The technique for measuring this is simple: Fly a column stretching from the galactic plane "up" about 1000 light years, measuring the stellar density ("rho") along the way. For a single column, this generates a graph like this:

WJq5NZh.png

Graph by Jackie Silver

This project is especially suited for console players, because it only uses the galaxy map and the nav panel.

Important: I'm not sure if the nav panel under Odyssey always shows the same number of stars as the nav panel under Horizons, so for now let's make sure to do these scans in Horizons!

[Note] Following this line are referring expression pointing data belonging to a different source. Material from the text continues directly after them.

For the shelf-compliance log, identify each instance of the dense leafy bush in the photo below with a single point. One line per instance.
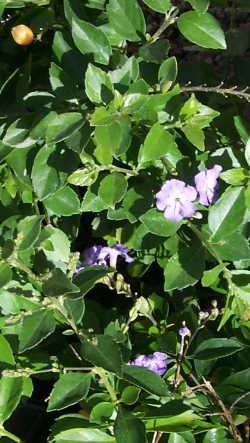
(124, 272)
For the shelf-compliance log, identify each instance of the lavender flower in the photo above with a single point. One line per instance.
(175, 199)
(206, 184)
(184, 331)
(104, 255)
(156, 362)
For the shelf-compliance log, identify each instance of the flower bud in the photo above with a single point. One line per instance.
(22, 35)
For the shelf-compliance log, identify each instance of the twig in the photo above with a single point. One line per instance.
(234, 90)
(237, 400)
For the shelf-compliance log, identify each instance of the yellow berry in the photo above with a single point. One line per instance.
(22, 35)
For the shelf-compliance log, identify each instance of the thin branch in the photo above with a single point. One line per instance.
(234, 90)
(238, 399)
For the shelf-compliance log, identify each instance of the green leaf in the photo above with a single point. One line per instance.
(55, 244)
(214, 348)
(216, 435)
(80, 435)
(6, 354)
(101, 412)
(167, 73)
(157, 224)
(177, 423)
(158, 144)
(200, 6)
(209, 277)
(202, 29)
(35, 328)
(63, 202)
(45, 178)
(181, 272)
(62, 126)
(155, 52)
(17, 134)
(98, 86)
(232, 247)
(158, 5)
(126, 17)
(83, 177)
(247, 152)
(227, 214)
(88, 277)
(112, 188)
(75, 308)
(130, 395)
(10, 395)
(128, 428)
(115, 137)
(58, 284)
(196, 136)
(101, 350)
(71, 388)
(29, 228)
(91, 40)
(235, 177)
(145, 379)
(5, 274)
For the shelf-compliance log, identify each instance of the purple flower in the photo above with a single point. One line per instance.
(175, 199)
(183, 332)
(104, 255)
(206, 184)
(156, 362)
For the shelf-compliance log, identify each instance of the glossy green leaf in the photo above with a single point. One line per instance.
(29, 229)
(79, 435)
(181, 272)
(6, 354)
(114, 137)
(88, 277)
(202, 29)
(5, 274)
(130, 395)
(101, 412)
(214, 348)
(83, 177)
(45, 177)
(10, 396)
(200, 5)
(98, 86)
(128, 428)
(35, 327)
(17, 134)
(157, 224)
(62, 126)
(71, 388)
(158, 5)
(158, 144)
(101, 350)
(58, 284)
(227, 214)
(91, 40)
(167, 73)
(209, 277)
(113, 188)
(127, 19)
(63, 202)
(177, 423)
(235, 177)
(145, 379)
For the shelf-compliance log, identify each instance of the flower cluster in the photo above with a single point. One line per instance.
(104, 255)
(156, 362)
(177, 199)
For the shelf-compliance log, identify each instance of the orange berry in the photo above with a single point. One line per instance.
(22, 35)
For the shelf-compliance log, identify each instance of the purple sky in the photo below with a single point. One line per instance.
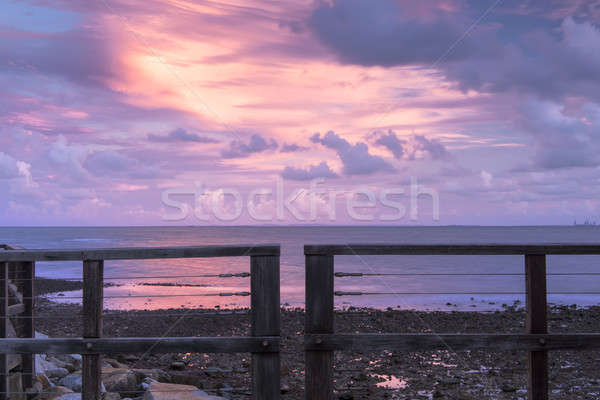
(108, 106)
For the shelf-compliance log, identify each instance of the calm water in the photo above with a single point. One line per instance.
(131, 275)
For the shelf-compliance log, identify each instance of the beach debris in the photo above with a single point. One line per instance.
(120, 380)
(169, 391)
(177, 366)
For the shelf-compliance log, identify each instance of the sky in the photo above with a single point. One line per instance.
(162, 112)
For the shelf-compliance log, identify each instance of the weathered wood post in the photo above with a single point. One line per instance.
(266, 321)
(27, 276)
(319, 319)
(536, 322)
(4, 329)
(93, 276)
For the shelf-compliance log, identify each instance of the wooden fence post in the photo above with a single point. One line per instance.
(27, 277)
(536, 322)
(93, 272)
(266, 321)
(4, 329)
(319, 319)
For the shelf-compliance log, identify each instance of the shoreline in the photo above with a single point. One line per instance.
(439, 374)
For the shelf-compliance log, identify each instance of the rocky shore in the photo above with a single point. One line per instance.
(381, 375)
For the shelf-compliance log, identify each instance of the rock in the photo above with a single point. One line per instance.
(156, 374)
(53, 393)
(119, 380)
(56, 363)
(508, 388)
(72, 381)
(145, 385)
(69, 396)
(115, 364)
(15, 386)
(44, 381)
(57, 373)
(73, 359)
(129, 358)
(177, 366)
(169, 391)
(42, 363)
(188, 378)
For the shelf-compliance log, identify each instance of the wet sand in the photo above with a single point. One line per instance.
(373, 375)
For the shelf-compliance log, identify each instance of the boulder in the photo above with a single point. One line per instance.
(53, 393)
(57, 373)
(119, 380)
(56, 363)
(43, 380)
(169, 391)
(72, 381)
(156, 374)
(69, 396)
(73, 359)
(15, 387)
(114, 363)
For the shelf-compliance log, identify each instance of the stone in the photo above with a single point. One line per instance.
(115, 364)
(43, 380)
(169, 391)
(69, 396)
(188, 378)
(156, 374)
(53, 393)
(119, 380)
(74, 359)
(56, 363)
(177, 366)
(72, 381)
(15, 387)
(57, 373)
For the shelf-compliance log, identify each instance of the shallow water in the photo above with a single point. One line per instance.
(451, 292)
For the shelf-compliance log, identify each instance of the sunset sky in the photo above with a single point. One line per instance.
(107, 104)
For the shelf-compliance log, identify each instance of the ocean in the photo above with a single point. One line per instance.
(151, 284)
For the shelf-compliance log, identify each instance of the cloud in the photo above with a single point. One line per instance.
(420, 147)
(83, 55)
(519, 49)
(68, 157)
(390, 32)
(110, 162)
(355, 158)
(391, 142)
(562, 140)
(320, 170)
(292, 148)
(181, 135)
(11, 168)
(486, 178)
(538, 63)
(257, 144)
(416, 147)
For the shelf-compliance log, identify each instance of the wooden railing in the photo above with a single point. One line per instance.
(321, 341)
(265, 315)
(16, 284)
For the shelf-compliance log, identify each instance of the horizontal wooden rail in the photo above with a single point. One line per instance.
(455, 342)
(452, 249)
(266, 344)
(139, 253)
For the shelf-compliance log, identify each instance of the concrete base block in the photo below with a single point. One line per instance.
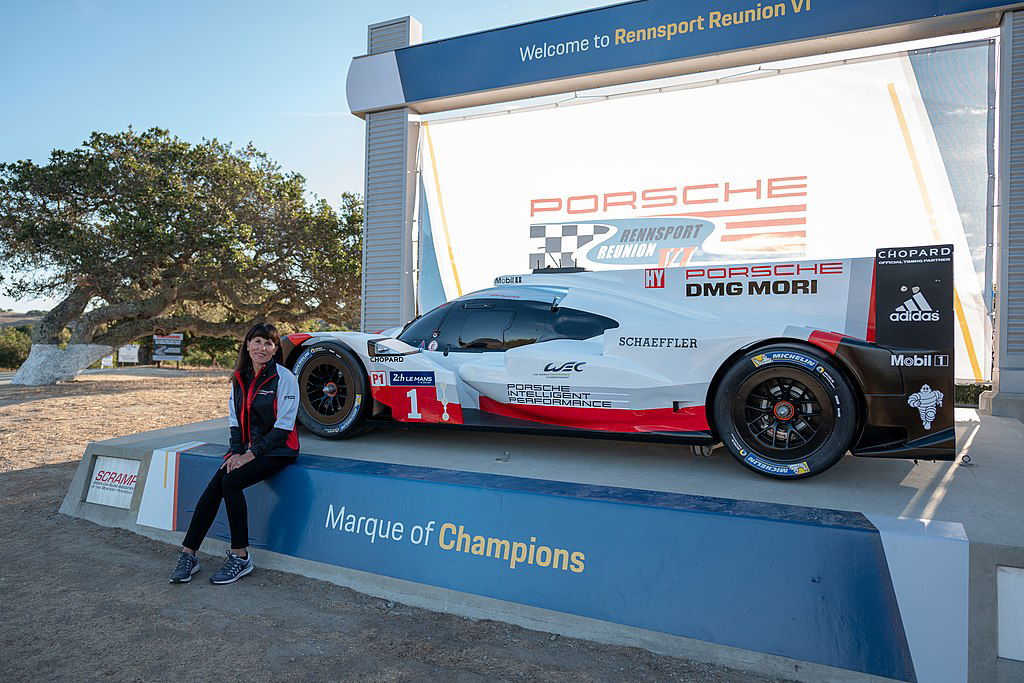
(1001, 403)
(982, 495)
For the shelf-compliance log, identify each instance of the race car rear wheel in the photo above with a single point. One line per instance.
(334, 395)
(785, 412)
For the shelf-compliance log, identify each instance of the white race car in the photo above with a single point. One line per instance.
(788, 365)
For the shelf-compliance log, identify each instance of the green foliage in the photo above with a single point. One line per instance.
(967, 394)
(145, 233)
(14, 343)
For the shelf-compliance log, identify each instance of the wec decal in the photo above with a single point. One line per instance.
(567, 367)
(412, 379)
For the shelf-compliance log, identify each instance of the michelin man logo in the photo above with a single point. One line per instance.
(928, 400)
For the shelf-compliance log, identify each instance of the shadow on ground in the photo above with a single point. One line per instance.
(87, 602)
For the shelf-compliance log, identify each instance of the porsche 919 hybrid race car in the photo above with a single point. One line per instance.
(787, 365)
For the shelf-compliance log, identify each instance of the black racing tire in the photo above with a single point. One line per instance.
(334, 393)
(785, 412)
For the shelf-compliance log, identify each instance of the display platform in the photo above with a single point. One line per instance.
(866, 570)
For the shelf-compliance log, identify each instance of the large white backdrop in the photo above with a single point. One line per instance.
(837, 162)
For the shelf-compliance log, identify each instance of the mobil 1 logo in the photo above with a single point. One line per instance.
(913, 297)
(913, 316)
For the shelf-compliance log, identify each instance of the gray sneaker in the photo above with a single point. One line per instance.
(187, 565)
(235, 567)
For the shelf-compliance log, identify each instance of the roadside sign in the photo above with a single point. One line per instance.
(128, 353)
(167, 347)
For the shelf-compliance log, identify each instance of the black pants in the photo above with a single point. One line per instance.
(227, 486)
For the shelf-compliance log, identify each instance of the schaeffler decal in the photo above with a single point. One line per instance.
(928, 400)
(657, 342)
(915, 308)
(781, 356)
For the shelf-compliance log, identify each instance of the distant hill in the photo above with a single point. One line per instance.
(8, 318)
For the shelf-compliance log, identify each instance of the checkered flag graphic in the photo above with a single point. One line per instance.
(560, 241)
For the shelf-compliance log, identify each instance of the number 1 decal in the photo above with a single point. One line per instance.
(414, 412)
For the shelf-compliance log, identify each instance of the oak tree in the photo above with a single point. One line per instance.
(142, 232)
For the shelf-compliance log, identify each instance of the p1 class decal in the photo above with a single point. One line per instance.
(409, 378)
(927, 400)
(421, 403)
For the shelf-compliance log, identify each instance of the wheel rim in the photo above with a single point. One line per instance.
(328, 390)
(784, 416)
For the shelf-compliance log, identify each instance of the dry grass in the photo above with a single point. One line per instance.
(53, 424)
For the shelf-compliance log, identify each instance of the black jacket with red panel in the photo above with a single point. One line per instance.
(262, 412)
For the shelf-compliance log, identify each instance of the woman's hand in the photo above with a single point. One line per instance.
(237, 461)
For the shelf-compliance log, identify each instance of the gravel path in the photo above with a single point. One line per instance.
(87, 602)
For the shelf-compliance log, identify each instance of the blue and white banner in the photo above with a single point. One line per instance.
(756, 170)
(625, 35)
(883, 596)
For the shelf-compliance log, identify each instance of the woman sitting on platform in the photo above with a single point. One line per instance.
(262, 408)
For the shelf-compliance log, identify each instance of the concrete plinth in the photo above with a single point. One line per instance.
(984, 497)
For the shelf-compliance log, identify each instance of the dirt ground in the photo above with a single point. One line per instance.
(86, 602)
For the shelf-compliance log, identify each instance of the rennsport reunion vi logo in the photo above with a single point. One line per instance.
(915, 308)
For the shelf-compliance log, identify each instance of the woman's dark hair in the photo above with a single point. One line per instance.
(244, 366)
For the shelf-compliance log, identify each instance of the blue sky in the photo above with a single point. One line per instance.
(267, 72)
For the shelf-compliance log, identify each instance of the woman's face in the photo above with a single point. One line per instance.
(261, 350)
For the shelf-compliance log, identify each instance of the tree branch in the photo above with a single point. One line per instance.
(47, 331)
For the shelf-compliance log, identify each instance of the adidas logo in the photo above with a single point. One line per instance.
(913, 309)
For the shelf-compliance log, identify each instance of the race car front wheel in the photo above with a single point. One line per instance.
(334, 395)
(785, 412)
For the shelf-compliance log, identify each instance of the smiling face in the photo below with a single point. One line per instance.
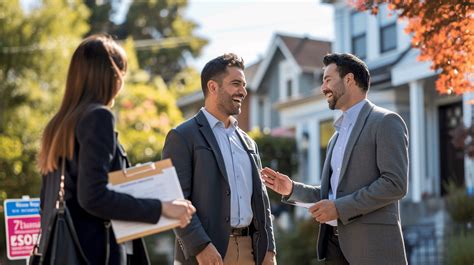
(334, 88)
(230, 92)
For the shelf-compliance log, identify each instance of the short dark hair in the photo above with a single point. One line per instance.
(349, 63)
(214, 69)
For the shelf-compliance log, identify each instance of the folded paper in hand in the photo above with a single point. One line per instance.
(299, 204)
(154, 180)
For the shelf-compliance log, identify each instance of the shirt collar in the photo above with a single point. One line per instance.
(213, 121)
(350, 116)
(353, 112)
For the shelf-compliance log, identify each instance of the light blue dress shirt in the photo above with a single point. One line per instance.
(343, 126)
(238, 168)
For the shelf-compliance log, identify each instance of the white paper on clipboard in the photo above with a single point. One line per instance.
(156, 180)
(299, 204)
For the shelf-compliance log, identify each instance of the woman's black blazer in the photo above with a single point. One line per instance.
(96, 153)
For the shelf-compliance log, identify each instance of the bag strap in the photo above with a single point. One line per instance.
(60, 201)
(59, 206)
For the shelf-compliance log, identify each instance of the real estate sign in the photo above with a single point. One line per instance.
(22, 223)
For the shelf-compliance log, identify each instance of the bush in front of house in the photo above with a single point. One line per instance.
(460, 205)
(460, 250)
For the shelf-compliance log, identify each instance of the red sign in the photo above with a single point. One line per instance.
(23, 233)
(23, 225)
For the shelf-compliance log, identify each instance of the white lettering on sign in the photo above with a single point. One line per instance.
(23, 240)
(19, 224)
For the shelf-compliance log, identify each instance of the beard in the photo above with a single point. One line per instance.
(336, 95)
(227, 105)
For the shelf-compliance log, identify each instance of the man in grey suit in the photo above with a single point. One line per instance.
(218, 166)
(364, 176)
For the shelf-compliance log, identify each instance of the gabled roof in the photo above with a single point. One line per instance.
(304, 52)
(307, 52)
(251, 70)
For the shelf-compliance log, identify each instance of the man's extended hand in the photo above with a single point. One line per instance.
(324, 211)
(209, 255)
(269, 258)
(276, 181)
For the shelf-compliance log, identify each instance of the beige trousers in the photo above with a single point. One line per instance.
(239, 252)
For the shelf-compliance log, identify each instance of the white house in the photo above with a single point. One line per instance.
(405, 85)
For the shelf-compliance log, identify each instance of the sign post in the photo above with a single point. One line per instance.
(22, 223)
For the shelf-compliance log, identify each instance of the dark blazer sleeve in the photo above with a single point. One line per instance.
(268, 212)
(97, 146)
(193, 237)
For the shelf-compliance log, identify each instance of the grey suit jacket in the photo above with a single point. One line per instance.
(373, 179)
(197, 158)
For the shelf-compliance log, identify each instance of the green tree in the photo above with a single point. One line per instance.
(35, 47)
(100, 17)
(171, 35)
(185, 82)
(146, 112)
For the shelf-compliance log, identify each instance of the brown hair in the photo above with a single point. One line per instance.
(214, 69)
(349, 63)
(96, 68)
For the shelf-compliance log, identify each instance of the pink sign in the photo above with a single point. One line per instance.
(22, 223)
(23, 233)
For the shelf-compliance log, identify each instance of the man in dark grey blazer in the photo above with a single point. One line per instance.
(218, 166)
(364, 176)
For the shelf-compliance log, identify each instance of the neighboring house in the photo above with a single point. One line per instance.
(286, 98)
(405, 85)
(190, 104)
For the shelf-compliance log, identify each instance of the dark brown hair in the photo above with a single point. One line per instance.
(97, 67)
(348, 63)
(214, 69)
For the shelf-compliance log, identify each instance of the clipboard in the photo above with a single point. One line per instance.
(155, 180)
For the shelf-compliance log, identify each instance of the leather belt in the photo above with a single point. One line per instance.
(242, 231)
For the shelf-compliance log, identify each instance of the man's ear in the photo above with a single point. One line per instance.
(349, 79)
(212, 86)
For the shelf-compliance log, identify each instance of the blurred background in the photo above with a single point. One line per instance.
(282, 42)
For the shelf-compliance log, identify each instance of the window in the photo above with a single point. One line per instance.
(289, 88)
(358, 34)
(388, 29)
(326, 130)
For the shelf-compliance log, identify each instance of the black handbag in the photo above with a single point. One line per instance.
(61, 246)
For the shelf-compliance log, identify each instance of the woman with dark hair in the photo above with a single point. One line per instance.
(83, 133)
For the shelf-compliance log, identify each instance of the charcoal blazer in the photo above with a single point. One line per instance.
(197, 158)
(374, 177)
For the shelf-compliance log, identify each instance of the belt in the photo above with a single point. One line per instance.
(242, 231)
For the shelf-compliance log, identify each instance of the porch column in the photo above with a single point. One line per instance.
(417, 139)
(254, 111)
(468, 114)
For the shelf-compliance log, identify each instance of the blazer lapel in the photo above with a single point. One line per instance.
(326, 174)
(207, 133)
(358, 126)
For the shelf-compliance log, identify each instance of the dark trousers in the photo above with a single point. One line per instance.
(334, 255)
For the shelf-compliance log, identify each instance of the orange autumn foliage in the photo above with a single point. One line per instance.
(443, 30)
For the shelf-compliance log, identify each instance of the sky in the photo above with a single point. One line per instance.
(246, 27)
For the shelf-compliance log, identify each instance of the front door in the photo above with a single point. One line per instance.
(451, 158)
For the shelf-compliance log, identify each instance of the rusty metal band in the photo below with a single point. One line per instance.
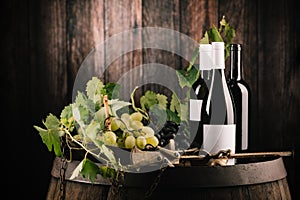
(195, 176)
(216, 176)
(55, 172)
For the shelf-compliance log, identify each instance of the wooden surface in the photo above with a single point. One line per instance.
(44, 43)
(255, 180)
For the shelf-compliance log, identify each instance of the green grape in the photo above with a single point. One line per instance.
(115, 124)
(136, 125)
(136, 116)
(124, 122)
(129, 142)
(120, 142)
(141, 142)
(126, 133)
(147, 131)
(125, 117)
(100, 115)
(152, 140)
(110, 138)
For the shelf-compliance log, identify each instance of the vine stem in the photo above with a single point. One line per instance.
(82, 146)
(144, 113)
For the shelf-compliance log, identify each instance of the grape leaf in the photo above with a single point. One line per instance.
(116, 104)
(214, 34)
(51, 135)
(93, 89)
(77, 170)
(205, 39)
(107, 172)
(175, 104)
(66, 117)
(187, 78)
(92, 129)
(172, 116)
(162, 100)
(89, 170)
(112, 90)
(158, 116)
(148, 100)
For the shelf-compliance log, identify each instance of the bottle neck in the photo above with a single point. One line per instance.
(236, 64)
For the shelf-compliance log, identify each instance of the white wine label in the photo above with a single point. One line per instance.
(244, 116)
(195, 109)
(219, 137)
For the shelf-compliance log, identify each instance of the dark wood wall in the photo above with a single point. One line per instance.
(43, 44)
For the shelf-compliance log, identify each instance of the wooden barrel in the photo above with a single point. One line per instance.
(264, 179)
(62, 187)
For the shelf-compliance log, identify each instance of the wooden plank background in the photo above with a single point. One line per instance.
(44, 43)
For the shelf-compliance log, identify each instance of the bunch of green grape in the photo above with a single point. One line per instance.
(128, 131)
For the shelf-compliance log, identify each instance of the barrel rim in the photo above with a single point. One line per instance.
(193, 176)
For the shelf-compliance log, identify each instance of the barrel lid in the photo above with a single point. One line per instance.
(192, 177)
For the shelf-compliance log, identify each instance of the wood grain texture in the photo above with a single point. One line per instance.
(85, 30)
(167, 16)
(122, 16)
(76, 190)
(45, 43)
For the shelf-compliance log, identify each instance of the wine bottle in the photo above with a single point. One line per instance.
(241, 94)
(218, 111)
(198, 92)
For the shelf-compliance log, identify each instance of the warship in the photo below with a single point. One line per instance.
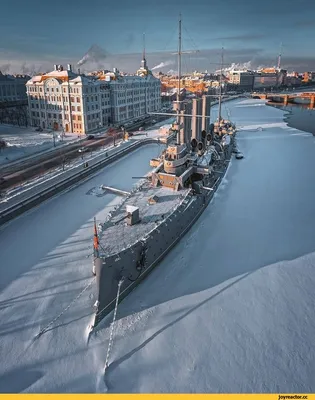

How to perform a density scan


Before you begin, you'll need some way to record the values. Google Spreadsheets is ideal. I use a single spreadsheet, with a sheet tab for each density scan "column".

yR1U33L.png

Open the galaxy map. You'll see coordinates on it that looks like this: "-390 : -27 : 4,280". The important one for us is the middle one, which measures "height" above the plane of the galaxy, or "Z". Pick a star on the map where Z = -20 and fly there. IMPORTANT: CLEAR YOUR AUTOPILOT ONCE YOU ARRIVE! SETTING THE AUTOPILOT AFFECTS WHAT YOU SEE ON THE NAV PANEL, WHICH ALTERS THE RESULTS OF THE SCAN!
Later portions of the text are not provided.